Giriş

Orijinalini görmek için tıklayınız : Lozan Antlaşmasının Yıldönümü Basın Açıklaması



ibalaban
25-07-2008, 09:57
Only the registered members can see the link

Değerli basın mensupları, değerli yurttaşlar ;

Öncelikle 1. Dünya Savaşından sonra yüzyılın, en uzun süre yürürlükte kalan tek barış antlaşması olan Lozan Barış Antlaşması'nın imzalanışın 85. Yılını anımsatmak gereğine olan inancımızı sizlerle paylaşmak isteriz.


Söze unutulmaya çalışılan bir özelliğimizi vurgulayarak başlamak en doğrusu :

Türk Ulusunun Karakteri Atasınınki gibi BAĞIMSIZLIKTIR.!

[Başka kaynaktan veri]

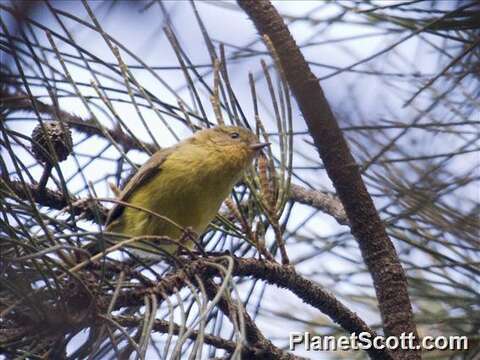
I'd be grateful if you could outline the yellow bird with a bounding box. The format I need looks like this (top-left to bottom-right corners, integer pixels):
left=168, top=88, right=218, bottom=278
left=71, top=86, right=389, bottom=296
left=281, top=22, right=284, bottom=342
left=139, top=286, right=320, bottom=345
left=107, top=125, right=269, bottom=254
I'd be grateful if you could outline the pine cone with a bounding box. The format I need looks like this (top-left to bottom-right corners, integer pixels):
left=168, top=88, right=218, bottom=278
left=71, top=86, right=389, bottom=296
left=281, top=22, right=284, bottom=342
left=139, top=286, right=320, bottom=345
left=32, top=121, right=72, bottom=165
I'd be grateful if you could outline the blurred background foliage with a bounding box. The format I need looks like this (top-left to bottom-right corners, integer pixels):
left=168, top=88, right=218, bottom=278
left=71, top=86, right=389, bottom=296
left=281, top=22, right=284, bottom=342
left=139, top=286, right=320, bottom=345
left=0, top=0, right=480, bottom=359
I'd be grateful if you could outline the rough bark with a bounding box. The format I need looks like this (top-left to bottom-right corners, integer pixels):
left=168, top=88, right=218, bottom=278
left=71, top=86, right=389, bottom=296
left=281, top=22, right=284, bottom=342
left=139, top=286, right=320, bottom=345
left=238, top=0, right=420, bottom=359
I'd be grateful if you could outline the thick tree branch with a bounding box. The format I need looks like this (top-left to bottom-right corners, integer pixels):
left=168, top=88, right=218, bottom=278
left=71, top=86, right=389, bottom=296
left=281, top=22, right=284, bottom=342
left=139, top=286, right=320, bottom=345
left=116, top=256, right=391, bottom=360
left=238, top=0, right=420, bottom=359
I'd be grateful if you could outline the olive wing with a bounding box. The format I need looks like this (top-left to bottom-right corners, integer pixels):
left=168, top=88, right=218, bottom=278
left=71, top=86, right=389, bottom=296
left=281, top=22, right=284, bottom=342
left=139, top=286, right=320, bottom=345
left=105, top=148, right=174, bottom=225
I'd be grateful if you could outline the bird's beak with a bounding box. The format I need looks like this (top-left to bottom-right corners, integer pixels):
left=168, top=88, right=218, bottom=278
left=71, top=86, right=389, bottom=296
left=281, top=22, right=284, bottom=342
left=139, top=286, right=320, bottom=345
left=250, top=143, right=270, bottom=151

Ancak 10 Ağustos 1920'de karakterimizle hiç bağdaşmayan,

Türk Milletinin Ölüm Fermanı olarak da nitelendirilen,

tarihin en utanç verici antlaşması Sevr,

imzalanmıştı.


Antlaşmaya göre VATAN TOPRAKLARI

Yunanistan,

İtalya,

Fransa,

Ermenistan

ve

İngiltere'ye paylaştırılıyor,

Boğazlarımızdaki Türk Egemenliğine el konulması

ve

ordu mevcudunun azaltılması başta olmak üzere

çok ağır şartlarla devletin tüm gücü eritilmek isteniordu.


Peki Türk Milleti vurdurur muydu ellerine bu kelepçeleri?

Esirliği kabul ettirebilirler miydi ONURLU ulusumuza ?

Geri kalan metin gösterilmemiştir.